May 24, 2010 at 9:20 PM
“If you think you might be ready for a change, you probably are.”
This was advice given to me recently as I was agonizing over several potentially life-changing decisions.
Looking back, I can see that it has rung true more than once throughout my life and career. Maybe it’s not a new idea, but it occurred to me that it could be helpful to others undergoing similar transitions or questions, so I thought it was worthy of inclusion in this blog.
It bears noting that musicians’ lives don’t necessarily fit a “normal” mode, because of the travel, the obsession with our art, and for various other reasons. The artist’s lifestyle isn’t necessarily thought to be conducive to raising a family, making money, getting up early, living a square or “stable” life… I always thought it was exactly what I wanted, and still do in some ways. But there have been 5 or more years during which I have never been in one place for two weeks straight. (As they say, “be careful what you wish for”). The fact is, I got almost everything I dreamed of and then realized that my dream was changing, sort of… (Young people, take note- your goals and values may change. You’ll be aiming for something you know you want, and ten years later when you’ve got there, find that you’re suddenly someone else, with different goals.)
Eight years ago I had built up a life as a jazz musician in my hometown of Columbus, Ohio.

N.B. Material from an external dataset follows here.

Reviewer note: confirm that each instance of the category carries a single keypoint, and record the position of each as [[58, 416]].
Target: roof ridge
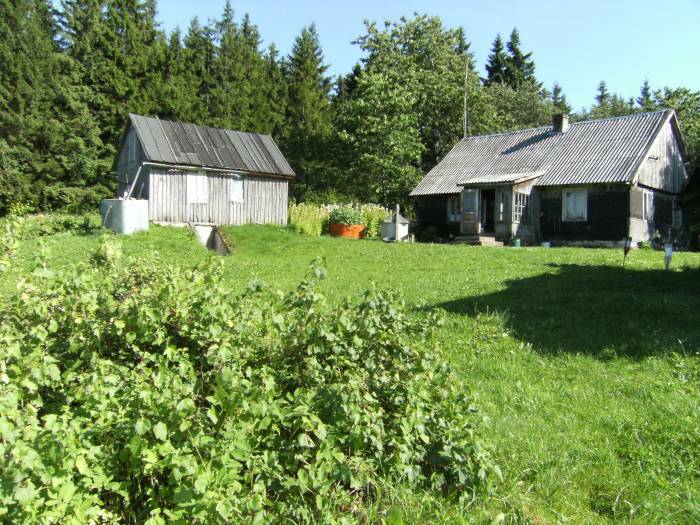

I was able to make good money playing music on my own terms mostly, without working too hard. I had a good reputation and lot’s of contacts. My daughter, Camille, was four years old.

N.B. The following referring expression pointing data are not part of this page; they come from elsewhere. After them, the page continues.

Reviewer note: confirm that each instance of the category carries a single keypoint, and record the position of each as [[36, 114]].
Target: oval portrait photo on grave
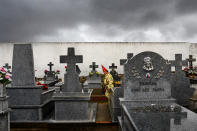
[[147, 66]]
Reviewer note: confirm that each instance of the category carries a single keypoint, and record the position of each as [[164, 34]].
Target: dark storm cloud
[[27, 20]]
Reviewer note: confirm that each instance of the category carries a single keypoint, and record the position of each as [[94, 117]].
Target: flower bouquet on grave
[[5, 76], [46, 71], [44, 87], [191, 72]]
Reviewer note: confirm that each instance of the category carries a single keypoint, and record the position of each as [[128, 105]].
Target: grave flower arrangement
[[191, 72], [46, 71], [44, 87], [57, 72], [5, 76], [91, 73]]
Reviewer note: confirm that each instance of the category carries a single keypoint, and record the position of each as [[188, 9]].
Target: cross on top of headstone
[[7, 66], [50, 66], [113, 66], [178, 62], [93, 66], [71, 59], [191, 60], [123, 61]]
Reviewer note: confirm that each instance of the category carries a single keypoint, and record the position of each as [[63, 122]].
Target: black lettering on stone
[[158, 89], [148, 83], [145, 90]]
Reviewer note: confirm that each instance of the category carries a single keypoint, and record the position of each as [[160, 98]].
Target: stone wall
[[101, 52]]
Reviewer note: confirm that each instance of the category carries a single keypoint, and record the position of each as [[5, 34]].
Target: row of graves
[[150, 97]]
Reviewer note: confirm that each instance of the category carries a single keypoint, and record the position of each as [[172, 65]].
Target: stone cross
[[71, 59], [178, 62], [71, 78], [190, 60], [123, 61], [93, 66], [113, 66], [50, 66], [7, 67]]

I had been trying to grow my career by traveling to perform, attend conferences, meet influential industry people, etc… Then it occurred to me that if I brought players in from NYC to play with me in Columbus, I could develop meaningful relationships with them and perhaps impress them enough that they would hire me to play in NYC and around the world.
Some of the players I brought to town included David Murray, D.D. Jackson, Greg Osby, and Billy Hart-all big time artists that I hoped to connect with. Luckily enough, D.D. Jackson recognized something in me that he felt he could utilize, and he brought me to NYC to record, rehearse, and perform. While in New York, I reached out to other people and acquired other possibilities to work, with people like Akua Dixon and Steve Turre.
People I met in NYC advised me to move. They couldn’t understand why I would stay in Columbus. NYC is, after all, the center of the universe for a jazz musician. I thought it would be problematic to leave Columbus as long as my daughter lived there. How could I leave my daughter? It seemed implausible, unthinkable. Making such a change just wasn’t going to happen, or so it seemed.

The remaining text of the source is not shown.